From April 30-May 1, Screen Free Week encourages all families to “spend seven days turning of entertainment screen media and turning on life.” This annual celebration encourages unplugging from televisions, iPads, smartphones, handheld gaming devices, computers, etc. By reducing dependence on screens, organizers hope that families will take time to “unplug and play, read, daydream, create, explore, and spend more time with family and friends.”
This annual event resulted from research that concluded “children spend far too much time in front of screens: an astonishing average of 32 hours a week for preschoolers and even more for older children. Time with screens is linked to poor school performance, childhood obesity, attention issues and other health and social problems.”
While completely disconnecting from all forms of screens can be harsh, Screen Free Week can be a time to talk about your family’s screen time.

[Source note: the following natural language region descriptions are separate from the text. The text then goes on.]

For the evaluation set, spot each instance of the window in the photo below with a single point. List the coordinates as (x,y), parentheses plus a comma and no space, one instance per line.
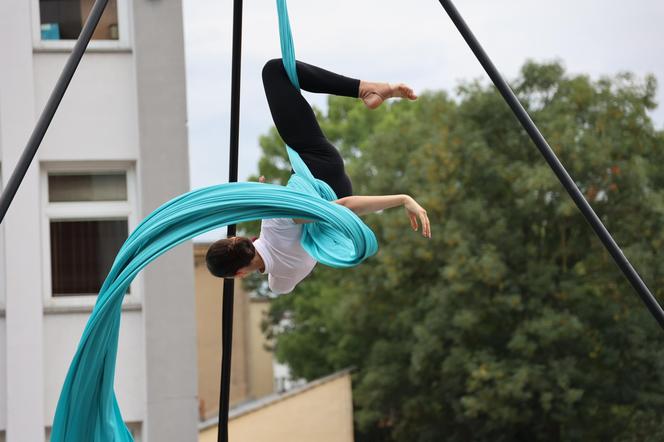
(64,19)
(88,213)
(59,23)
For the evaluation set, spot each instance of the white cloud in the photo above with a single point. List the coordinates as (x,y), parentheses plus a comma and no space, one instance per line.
(391,40)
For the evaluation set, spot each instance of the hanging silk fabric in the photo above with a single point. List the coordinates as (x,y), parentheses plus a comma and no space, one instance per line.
(87,409)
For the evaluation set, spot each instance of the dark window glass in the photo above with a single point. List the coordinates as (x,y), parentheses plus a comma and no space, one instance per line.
(64,19)
(82,253)
(87,187)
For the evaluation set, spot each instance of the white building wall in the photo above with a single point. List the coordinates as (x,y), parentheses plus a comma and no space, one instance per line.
(24,380)
(98,121)
(97,117)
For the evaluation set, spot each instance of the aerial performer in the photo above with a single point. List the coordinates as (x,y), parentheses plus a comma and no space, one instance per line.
(277,252)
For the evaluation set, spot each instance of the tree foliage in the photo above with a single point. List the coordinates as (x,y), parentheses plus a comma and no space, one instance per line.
(512,323)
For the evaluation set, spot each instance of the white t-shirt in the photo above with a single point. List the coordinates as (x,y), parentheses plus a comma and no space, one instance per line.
(286,262)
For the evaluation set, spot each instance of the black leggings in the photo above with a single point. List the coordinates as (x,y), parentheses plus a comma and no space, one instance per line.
(296,122)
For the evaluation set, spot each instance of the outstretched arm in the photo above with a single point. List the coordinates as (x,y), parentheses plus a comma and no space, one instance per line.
(362,204)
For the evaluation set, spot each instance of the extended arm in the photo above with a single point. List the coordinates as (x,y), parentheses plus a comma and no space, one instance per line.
(363,204)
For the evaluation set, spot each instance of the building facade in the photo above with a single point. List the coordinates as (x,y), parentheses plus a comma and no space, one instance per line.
(115,151)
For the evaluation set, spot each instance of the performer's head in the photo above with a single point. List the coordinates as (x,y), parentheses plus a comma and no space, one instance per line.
(231,257)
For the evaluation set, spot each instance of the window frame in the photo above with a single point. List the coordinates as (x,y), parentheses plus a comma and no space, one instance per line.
(123,44)
(85,211)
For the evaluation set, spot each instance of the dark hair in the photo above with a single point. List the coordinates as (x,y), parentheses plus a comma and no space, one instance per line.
(226,256)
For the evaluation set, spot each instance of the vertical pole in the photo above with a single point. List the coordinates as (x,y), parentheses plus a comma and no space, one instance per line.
(51,107)
(555,164)
(227,305)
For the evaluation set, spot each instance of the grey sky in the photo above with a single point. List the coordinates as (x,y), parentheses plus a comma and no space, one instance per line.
(409,41)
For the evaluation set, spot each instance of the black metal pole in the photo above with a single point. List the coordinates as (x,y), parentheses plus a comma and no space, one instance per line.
(227,306)
(51,107)
(554,163)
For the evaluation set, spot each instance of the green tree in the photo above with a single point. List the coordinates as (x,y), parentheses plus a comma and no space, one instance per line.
(512,323)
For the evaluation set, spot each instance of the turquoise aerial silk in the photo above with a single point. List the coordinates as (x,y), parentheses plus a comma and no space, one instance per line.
(87,409)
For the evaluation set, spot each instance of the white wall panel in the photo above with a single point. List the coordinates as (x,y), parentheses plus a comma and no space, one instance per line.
(97,117)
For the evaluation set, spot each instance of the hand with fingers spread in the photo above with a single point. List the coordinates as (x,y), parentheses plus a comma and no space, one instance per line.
(416,211)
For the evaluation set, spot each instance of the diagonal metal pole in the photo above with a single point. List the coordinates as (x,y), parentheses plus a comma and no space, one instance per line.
(227,305)
(551,158)
(51,107)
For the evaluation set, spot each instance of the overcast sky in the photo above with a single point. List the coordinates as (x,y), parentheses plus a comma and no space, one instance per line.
(410,41)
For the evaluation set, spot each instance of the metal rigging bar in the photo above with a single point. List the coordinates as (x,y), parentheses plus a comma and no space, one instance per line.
(554,163)
(51,107)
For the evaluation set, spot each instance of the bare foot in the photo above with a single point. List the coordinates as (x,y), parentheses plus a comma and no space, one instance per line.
(373,94)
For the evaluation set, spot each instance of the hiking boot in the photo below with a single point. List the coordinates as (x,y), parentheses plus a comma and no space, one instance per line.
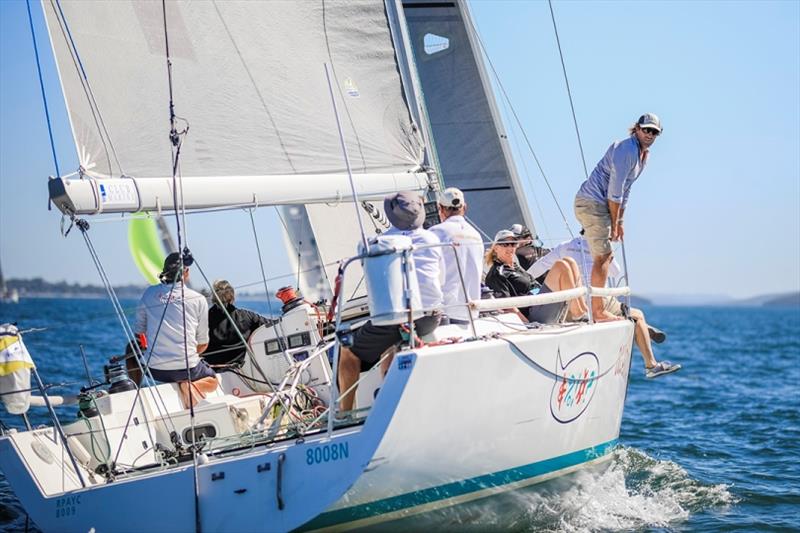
(662,368)
(656,335)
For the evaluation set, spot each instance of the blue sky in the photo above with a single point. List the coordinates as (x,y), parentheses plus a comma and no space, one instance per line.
(717,211)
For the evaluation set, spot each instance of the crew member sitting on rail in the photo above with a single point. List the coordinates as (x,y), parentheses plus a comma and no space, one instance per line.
(507,279)
(160,316)
(406,212)
(578,250)
(225,344)
(529,250)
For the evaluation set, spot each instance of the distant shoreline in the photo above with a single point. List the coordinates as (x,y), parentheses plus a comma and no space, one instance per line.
(783,301)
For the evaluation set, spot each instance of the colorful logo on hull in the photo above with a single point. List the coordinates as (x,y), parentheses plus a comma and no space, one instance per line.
(575,386)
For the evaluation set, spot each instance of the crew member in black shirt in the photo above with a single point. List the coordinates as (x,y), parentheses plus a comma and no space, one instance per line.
(225,346)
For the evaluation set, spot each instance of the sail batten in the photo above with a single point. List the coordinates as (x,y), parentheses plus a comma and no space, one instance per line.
(90,196)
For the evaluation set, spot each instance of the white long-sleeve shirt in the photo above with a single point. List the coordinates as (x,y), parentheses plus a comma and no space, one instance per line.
(469,254)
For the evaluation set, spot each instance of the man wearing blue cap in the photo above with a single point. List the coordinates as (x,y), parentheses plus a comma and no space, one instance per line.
(601,200)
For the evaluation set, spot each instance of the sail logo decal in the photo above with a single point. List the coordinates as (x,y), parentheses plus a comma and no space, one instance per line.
(574,386)
(351,88)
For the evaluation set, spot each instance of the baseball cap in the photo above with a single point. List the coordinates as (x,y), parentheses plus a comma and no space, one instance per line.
(504,235)
(649,120)
(451,197)
(520,231)
(404,210)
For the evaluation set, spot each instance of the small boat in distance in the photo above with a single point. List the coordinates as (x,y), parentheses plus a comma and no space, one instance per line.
(7,296)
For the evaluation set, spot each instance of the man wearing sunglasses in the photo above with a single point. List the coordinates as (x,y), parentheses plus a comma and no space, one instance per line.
(601,200)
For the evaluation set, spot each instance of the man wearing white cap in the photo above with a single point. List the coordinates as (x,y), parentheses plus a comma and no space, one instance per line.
(406,211)
(466,253)
(601,200)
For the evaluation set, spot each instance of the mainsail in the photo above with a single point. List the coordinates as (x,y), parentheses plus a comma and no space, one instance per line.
(249,84)
(248,79)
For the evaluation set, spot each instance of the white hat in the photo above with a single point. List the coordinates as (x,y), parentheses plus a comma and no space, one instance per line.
(404,210)
(504,235)
(650,120)
(451,197)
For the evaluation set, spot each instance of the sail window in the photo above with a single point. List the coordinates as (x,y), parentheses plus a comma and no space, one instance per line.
(433,44)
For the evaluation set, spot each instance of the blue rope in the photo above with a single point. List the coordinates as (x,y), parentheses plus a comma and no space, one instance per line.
(41,85)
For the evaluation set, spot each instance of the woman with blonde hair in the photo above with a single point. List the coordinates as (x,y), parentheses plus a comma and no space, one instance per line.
(506,278)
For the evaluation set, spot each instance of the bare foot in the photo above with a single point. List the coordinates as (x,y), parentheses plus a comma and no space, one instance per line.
(605,316)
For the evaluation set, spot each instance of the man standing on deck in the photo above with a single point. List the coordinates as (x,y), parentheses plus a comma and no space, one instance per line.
(466,253)
(160,315)
(601,200)
(406,212)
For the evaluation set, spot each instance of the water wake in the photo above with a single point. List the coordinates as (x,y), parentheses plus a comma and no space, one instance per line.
(635,491)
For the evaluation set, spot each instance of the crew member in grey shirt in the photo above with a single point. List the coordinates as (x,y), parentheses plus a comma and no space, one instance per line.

Creating conversations can be a healthy way to evaluate the role that screens play. Talking about what your child sees on a screen, how they feel when they play video games, or spend too much time on the computer may be a better solution than completely cutting off screen time.
Talking about how much time you spend with screens and can be helpful in having your child aid you in establishing family limits on gaming. Consider discussing alternatives to the ways screens may be involved in your lives and take this time to learn from your children by using these conversation starters:
- What might be we be missing when we’re watching a DVD in the car? Talk about appreciating the changing seasons and scenery or the kinds of games that you can play in the car such as old school license plate bingo.
- Going out to dinner is family time. What can we do at a restaurant instead of looking at a screen? Steer the discussion towards events that occurred during the day, create conversation around the menu, or play a game of tic tac toe.
- Talk about favorite television shows. Figure out if there’s a way to limit watching in a reasonable way or sit down with your child to learn more about what they are watching on the television.
- Discuss favorite online websites or games. Have them teach you about them and then play with them.
- If you feel guilty about the amount of time you spend on your smartphone, ask your kids what they think. Do they notice? Do they mind? How can you work together towards a solution?
What other ideas do you have for creating conversations about periodically disconnecting and spending time as a screen-free household?